Existing methods for detecting AI-generated images often lack interpretability and rely on implicit assumptions about synthetic artifacts, limiting their robustness under distributional shifts. This work proposes a training-free detection framework that leverages only the statistical properties of authentic images. By integrating multiple untrained statistical descriptors and applying p-value computation combined with classical statistical ensembling techniques—such as Fisher’s method—it constructs an interpretable probabilistic scoring system to assess the consistency of a given image with the distribution of real data. To our knowledge, this is the first approach to establish a universal detection mechanism grounded entirely in the statistics of genuine images, demonstrating strong robustness and flexibility across diverse generative models and cross-domain scenarios.

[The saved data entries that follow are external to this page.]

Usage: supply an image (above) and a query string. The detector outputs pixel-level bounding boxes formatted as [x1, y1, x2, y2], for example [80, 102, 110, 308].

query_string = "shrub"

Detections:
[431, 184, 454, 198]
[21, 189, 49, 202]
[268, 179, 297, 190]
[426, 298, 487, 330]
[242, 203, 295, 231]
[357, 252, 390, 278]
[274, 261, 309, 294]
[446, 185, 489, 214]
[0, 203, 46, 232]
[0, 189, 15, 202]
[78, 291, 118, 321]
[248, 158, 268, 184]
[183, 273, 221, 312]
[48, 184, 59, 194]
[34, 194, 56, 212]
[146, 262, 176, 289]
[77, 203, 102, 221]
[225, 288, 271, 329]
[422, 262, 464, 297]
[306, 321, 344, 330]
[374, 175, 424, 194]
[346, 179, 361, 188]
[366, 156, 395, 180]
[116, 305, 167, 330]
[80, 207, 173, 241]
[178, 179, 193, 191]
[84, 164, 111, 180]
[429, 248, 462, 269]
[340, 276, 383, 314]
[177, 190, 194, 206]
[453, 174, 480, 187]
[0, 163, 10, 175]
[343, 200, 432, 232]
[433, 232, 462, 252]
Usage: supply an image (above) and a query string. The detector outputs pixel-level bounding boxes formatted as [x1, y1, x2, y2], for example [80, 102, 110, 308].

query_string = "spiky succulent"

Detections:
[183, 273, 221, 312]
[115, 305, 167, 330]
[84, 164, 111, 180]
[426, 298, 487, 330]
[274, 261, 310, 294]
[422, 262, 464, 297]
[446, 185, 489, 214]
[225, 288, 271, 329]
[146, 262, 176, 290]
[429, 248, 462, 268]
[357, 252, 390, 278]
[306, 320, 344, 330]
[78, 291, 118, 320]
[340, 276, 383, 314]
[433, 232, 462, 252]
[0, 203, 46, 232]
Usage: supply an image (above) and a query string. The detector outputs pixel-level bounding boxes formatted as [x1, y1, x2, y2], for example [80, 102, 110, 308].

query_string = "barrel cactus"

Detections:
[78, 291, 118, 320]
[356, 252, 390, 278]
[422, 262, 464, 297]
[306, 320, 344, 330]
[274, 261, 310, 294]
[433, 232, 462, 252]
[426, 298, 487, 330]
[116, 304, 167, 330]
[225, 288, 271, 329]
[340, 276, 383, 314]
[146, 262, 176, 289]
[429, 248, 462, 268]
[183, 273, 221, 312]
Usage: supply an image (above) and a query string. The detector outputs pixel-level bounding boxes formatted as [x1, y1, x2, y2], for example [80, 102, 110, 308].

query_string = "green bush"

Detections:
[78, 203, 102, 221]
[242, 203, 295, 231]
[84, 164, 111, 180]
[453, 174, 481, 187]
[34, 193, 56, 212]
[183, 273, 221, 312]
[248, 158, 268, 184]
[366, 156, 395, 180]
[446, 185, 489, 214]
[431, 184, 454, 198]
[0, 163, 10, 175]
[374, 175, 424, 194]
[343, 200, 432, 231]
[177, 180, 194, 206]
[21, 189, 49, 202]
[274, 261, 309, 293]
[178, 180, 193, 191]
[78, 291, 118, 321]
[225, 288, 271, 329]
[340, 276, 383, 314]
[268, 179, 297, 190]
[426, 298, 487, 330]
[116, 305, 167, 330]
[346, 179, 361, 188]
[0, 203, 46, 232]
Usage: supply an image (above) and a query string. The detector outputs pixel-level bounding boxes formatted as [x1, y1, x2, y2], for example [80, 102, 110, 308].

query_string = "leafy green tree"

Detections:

As generative models continue to evolve, detecting AI-generated images remains a critical challenge. While effective detection methods exist, they often lack formal interpretability and may rely on implicit assumptions about fake content, potentially limiting robustness to distributional shifts. In this work, we introduce a rigorous, statistically grounded framework for fake image detection that focuses on producing a probability score interpretable with respect to the real-image population. Our method leverages the strengths of multiple existing detectors by combining training-free statistics. We compute p-values over a range of test statistics and aggregate them using classical statistical ensembling to assess alignment with the unified real-image distribution. This framework is generic, flexible, and training-free, making it well-suited for robust fake image detection across diverse and evolving settings.